Ziegele wehrt sich nicht gegen das Attribut des anarchischen Musikers. Mit Stolz erzählt er von den vielen Initiativen, die er lanciert oder mitgetragen hat. Schon in den 80er-Jahren schuf sich Ziegele «Notspielstellen» im Untergrund, trat an Parties auf oder im Cafe Casablanca, wo er mit Irène Schweizer die Konzertreihe OHR gründete. «Das war unser Freiraum, wohin wir bald auch Kolleginnen und Kollegen einluden.» So wurde Ziegele zum Veranstalter, der bis zu 50 OHR-Konzerte pro Jahr organisierte.

Weitere Freiräume schuf er mit Konzertreihen im Theater Neumarkt, im Millers, im Cafe Schoffel.

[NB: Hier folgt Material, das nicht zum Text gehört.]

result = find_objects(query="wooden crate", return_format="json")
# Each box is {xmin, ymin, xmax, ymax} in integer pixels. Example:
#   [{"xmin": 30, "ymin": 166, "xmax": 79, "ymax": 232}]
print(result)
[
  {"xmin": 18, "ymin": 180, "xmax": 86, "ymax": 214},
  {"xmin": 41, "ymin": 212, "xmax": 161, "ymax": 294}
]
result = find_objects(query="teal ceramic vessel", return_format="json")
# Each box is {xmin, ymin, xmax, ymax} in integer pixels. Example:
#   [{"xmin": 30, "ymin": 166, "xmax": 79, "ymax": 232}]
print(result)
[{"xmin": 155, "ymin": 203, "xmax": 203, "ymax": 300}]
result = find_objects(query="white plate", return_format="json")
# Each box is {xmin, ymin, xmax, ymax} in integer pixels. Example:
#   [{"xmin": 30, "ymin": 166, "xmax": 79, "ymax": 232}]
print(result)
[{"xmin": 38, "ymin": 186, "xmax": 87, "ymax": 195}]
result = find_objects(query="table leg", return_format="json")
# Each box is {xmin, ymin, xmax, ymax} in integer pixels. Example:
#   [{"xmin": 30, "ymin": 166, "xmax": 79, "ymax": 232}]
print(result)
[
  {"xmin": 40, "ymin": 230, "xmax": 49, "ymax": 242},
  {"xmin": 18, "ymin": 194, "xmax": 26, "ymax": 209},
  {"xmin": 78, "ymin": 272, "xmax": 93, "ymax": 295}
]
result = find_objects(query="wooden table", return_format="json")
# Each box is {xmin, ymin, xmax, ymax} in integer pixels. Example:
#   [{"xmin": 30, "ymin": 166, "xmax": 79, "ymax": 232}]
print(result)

Ziegele engagierte sich in der WIM und war massgeblich an der Gründung des unerhört Festivals beteiligt. Letzteres hat sich als international beachteter Anlass etabliert. Doch die Konzertreihen waren oft von kurzer Lebensdauer. Ziegele betont: «Ich bin nicht einer, der aufgibt oder sich beklagt; das ist verschwendete Energie. Ich bin ein Macher und halte mich an Macher.»

Nach einer guten Stunde ist Schluss in der WIM. Die neun «Billigen Bauern» haben sich verausgabt und ein Bier verdient. Omri Ziegele ist zufrieden mit dem Jubiläumskonzert: «Wir haben voller Kreativität weitergebaut an unserem Klanggebäude.»

Ziegele spricht gerne bildlich, wenn es um Musik geht. Stilistische Etiketten vermeidet er, doch als im Redefluss einmal die Bezeichnung «Jazzer» fällt, lacht er: «Schon gut, das beleidigt mich nicht.» Und er erzählt dann, dass es ihm um mehr gehe als um Jazz, Rock oder Neue Musik. Dass er nach Jahrzehnten immer noch am Suchen sei. «Viele Leute können nicht verstehen, warum ich täglich übe. Aber ich übe sehr gerne, weil ich dabei stets neue Töne und Klänge entdecke und die musikalische Welt unendlich ist.»